Recent actions taken by Belarus are almost certainly calculated to escape sanctions. While its actions may indicate that Belarus can be leveraged to serve Western interests, the extent is limited. Belarus remains deeply intertwined with Russia economically, and the authoritarian regime headed by President Lukashenko holds a secure grasp over the country.
Belarus has deep economic ties with Russia, which effectively prevents it from opposing Moscow's policies. Russia is its largest trading partner, accounting for over 40% of Belarus’s exports and over 50% of its imports. Belarus relies on Russian subsidies to purchase energy products, with some estimates showing that Belarus has saved as much as $10 billion (16% GDP) in a single year as a result of these subsidies. According to the Economic Freedom Index, a report published by the Heritage Foundation, Belarus’s economy is ranked 157 in the world. The report categorizes it as one of the only “repressed” economies in Europe.

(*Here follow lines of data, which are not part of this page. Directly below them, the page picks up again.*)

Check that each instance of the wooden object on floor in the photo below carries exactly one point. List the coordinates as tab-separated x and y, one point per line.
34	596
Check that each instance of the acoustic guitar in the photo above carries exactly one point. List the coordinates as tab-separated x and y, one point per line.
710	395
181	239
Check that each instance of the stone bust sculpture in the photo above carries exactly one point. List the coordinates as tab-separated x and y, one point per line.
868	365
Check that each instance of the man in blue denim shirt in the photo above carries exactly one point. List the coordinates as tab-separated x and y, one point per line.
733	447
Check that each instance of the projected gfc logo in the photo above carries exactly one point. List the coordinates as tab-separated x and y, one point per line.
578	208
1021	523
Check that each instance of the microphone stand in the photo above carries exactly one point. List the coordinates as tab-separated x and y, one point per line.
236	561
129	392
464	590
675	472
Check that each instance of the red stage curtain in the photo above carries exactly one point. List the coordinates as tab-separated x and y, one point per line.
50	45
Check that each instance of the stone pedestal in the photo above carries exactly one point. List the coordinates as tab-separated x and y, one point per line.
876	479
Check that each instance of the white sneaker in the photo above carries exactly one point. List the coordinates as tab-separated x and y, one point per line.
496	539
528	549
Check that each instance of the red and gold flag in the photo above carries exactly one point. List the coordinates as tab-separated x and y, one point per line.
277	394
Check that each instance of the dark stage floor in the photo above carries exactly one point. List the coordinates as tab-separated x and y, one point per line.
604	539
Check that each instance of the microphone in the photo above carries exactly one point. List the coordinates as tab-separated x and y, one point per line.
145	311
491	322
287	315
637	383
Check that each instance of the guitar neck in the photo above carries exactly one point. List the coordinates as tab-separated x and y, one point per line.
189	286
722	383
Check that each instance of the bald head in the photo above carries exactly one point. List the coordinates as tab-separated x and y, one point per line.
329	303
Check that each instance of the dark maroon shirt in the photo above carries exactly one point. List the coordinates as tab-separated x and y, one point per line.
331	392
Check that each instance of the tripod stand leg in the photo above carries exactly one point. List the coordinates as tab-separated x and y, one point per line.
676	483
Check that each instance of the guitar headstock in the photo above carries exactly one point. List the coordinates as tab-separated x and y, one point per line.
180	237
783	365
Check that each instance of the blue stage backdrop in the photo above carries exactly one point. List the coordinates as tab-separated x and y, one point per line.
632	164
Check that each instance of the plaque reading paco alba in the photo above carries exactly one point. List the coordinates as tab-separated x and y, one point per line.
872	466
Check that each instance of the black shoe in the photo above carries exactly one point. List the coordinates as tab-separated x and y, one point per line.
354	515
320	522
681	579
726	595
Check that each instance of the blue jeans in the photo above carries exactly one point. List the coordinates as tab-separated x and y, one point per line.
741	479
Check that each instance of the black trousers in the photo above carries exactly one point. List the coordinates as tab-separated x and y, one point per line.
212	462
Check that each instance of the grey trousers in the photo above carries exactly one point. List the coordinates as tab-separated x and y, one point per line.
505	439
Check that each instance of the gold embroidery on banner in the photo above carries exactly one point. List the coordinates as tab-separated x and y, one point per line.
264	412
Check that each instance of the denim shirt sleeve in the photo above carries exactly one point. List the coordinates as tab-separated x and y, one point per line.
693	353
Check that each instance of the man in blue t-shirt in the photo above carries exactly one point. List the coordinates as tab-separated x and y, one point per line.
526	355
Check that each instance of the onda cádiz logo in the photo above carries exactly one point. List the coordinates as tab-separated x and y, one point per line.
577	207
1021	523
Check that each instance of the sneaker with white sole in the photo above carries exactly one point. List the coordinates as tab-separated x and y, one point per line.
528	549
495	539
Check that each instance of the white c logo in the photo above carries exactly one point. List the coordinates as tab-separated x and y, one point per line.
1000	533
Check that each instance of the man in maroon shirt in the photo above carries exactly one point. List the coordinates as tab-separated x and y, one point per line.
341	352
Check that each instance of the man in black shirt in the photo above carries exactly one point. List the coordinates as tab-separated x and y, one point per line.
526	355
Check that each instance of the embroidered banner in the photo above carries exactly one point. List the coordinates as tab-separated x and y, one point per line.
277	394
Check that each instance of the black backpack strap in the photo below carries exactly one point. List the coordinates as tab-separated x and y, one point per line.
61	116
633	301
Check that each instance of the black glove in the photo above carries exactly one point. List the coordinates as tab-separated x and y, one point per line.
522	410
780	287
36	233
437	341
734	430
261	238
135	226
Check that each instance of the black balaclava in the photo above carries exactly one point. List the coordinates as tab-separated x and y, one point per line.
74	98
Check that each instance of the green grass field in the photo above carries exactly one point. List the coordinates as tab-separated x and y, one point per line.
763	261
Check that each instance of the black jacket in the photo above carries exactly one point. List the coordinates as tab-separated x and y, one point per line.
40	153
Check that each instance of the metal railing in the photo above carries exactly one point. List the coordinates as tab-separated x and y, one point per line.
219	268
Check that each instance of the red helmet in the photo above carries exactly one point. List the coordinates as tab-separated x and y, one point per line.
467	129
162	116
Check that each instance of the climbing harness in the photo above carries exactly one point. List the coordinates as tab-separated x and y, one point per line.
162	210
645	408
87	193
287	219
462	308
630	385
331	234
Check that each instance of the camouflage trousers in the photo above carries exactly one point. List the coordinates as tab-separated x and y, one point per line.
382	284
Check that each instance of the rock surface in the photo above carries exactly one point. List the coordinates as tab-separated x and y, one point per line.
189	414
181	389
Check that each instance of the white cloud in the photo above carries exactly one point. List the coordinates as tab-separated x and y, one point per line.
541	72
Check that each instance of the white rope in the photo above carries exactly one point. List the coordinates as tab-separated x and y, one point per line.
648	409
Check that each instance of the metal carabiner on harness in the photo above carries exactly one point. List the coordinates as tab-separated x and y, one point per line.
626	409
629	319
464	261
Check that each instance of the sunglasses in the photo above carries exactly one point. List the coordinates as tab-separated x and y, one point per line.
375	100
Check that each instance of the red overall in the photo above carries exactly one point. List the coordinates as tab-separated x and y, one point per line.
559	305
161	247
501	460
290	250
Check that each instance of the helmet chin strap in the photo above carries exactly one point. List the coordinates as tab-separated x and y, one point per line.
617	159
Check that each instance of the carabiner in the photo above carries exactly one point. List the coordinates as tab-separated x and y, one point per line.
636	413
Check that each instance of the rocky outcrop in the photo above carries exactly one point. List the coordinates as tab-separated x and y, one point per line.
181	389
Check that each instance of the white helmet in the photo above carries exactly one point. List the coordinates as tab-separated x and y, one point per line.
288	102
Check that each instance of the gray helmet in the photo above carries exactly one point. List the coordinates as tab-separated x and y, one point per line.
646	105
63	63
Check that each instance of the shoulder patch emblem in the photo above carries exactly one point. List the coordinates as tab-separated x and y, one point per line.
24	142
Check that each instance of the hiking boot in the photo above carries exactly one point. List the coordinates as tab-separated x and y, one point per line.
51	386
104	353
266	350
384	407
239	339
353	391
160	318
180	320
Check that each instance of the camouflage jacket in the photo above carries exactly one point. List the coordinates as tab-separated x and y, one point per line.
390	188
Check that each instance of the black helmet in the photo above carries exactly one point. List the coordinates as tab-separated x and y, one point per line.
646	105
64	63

Russia plays a critical role as an energy provider as well as being an economic benefactor. Despite dropping oil prices, and the resulting devaluation of the Russian Ruble, Belarus continues to rely on its eastern neighbor. Estimates show that 90% of Belarus’s energy products currently come from the Russian Federation.
Since 1994, President Lukashenko has worked to consolidate state powers under the presidency. He has been accused of arresting and falsely imprisoning political opponents and using state security forces to crush opposition movements. Lukashenko has maintained power by holding controversial referendums, which he has used as a means to re-election and as a way to amend the constitution and abolish laws such as presidential term limits. Despite the release of political prisoners, Human Rights Watch maintains that there has been no improvement to the overall human rights situation.
The Union State
During the late 1990s, Russia and Belarus began a slow political re-integration process, forming the Commonwealth of Russia and Belarus, later known as the Russia-Belarus Union State. This Union State has proven to be somewhat obscure, continually being amended and re-defined, and lacking in implementation. Nevertheless, this remains a unique partnership within the larger Commonwealth of Independent States.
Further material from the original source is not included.